There is nothing in the language of Section 5-162 which prohibits the treatment of the settlement amount as set forth in the Agreement entered into between Mr. Schillinger and OSC. It follows that by approving the Agreement, the Retirement Commission did not attempt to authorize a violation of that statute. Further, since Mr. Schillinger was not subject to the collectively bargained Pension Agreement, the Commission could not authorize an act with respect to him which was in violation of that agreement.4 Since the Agreement did not violate the provisions of Section 5-155a or 5-162, this office did not recommend that the Governor compromise the claim in violation of those statutes, and the Governor did not authorize or attempt to authorize a compromise of a claim in violation of those statutes.

Very truly yours,

RICHARD BLUMENTHAL
ATTORNEY GENERAL

Robert A. Whitehead
Assistant Attorney General

RB/RAW:eh


Footnote:

1 Mr. Schillinger was assigned to MP pay plan as a "managerial employee" as that term is defined in Section 5-270(g) of the General Statutes, and not covered by Chapter 68 of the General Statutes, Collective Bargaining for State Employees, or the Pension Agreement referred to in your request for advice.

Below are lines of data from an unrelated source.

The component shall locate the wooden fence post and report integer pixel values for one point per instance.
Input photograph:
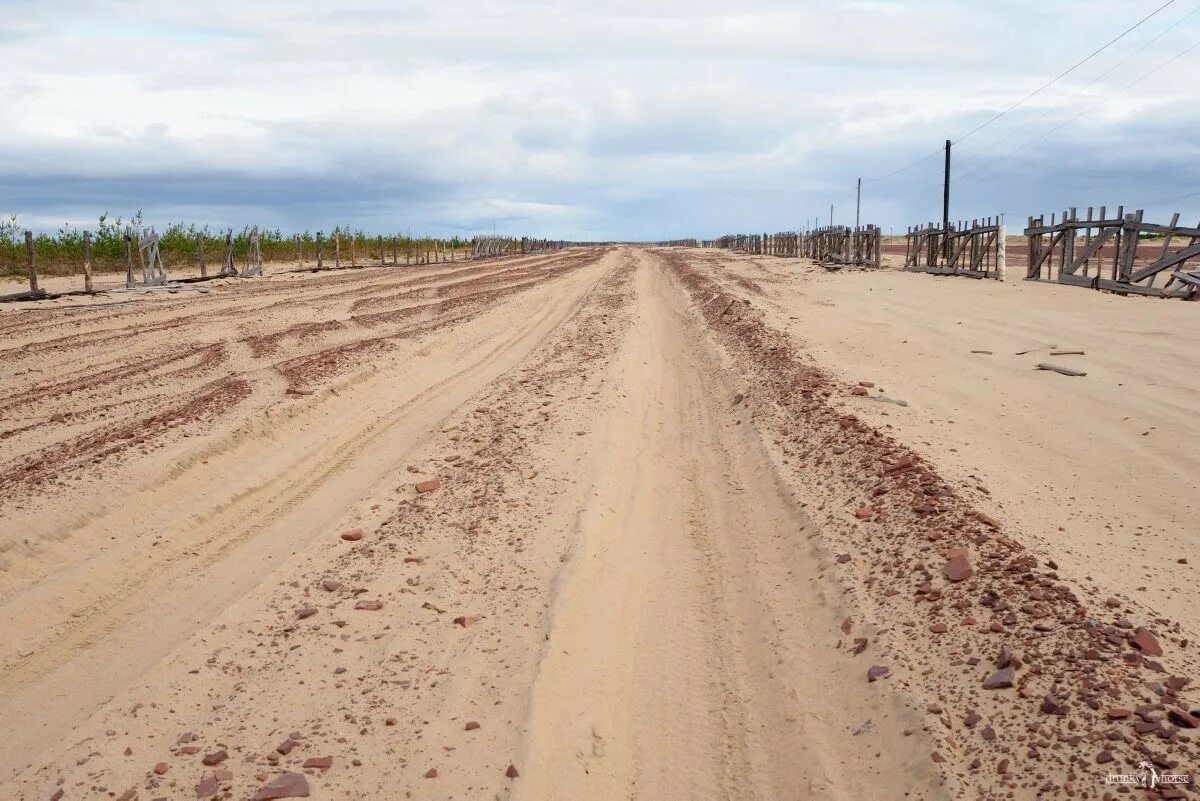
(1002, 254)
(30, 262)
(130, 283)
(87, 262)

2 Based on figures provided to this office by the Retirement Division of the OSC, by dividing the settlement amount over the three years, Mr. Schillinger's base salary for retirement purposes was $90,869.21. Based on his years of service, the other variable in retirement computation, Mr. Schillinger's monthly retirement salary will be $2610.22. Had the settlement amount been included all in the last year of his employment, it might have triggered application of the 130% limit resulting in a base salary for retirement purposes of $90,516.47. Based on his years of service, this would have resulted in a monthly retirement salary of $2600.09, resulting in a difference of $10.11 per month. It is that amount which is at issue here.

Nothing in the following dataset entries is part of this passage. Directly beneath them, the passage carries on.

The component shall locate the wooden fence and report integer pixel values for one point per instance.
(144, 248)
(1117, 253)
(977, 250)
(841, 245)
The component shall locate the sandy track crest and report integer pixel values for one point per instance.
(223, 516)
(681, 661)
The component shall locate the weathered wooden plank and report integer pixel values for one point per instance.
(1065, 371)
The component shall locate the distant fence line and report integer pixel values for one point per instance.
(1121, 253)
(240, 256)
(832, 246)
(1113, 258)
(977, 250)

3 Based on information supplied by the Retirement Division of the OSC, including the entire lump sum in Mr. Schillinger's highest year of income and not applying the 130% would have resulted in Mr. Schillinger's retirement income being the same as dividing it over the three years, as was done. In short, both dividing the settlement amount over three years and attributing it all to the last year without applying the 130% limit, result in a retirement salary of $2610.22 per month. Attributing the settlement amount all to the last year with the application of the limit results in a retirement salary of $2600.09 per month. The difference is the same $10.11.

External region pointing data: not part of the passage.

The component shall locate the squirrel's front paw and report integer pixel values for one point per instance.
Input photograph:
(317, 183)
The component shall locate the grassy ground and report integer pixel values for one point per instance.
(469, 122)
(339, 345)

Further, the 130% limit has not been construed by the Retirement Commission to be absolute. The "Summary Plan Description" of Tier I of the State Employees' Retirement System states, "mandatory overtime earnings are not subject to this limitation." Like all state agencies, the Retirement Commission has the authority to construe and apply the statutes within its jurisdiction so long as it does not violate the clear, express language of those statutes. Thus, had the Commission included all of the settlement amount in the highest paid year of Mr. Schillinger's employment and not applied the 130% limitation, that may have been a construction and application of Section 5-162 which did not violate the clear, express language of that statute.

4 In any case, even if Mr. Schillinger were a collective bargaining employee covered by the Pension Agreement, that Agreement would not have been violated since it contains the same language as in Section 5-162 and we have concluded that that statute was not violated.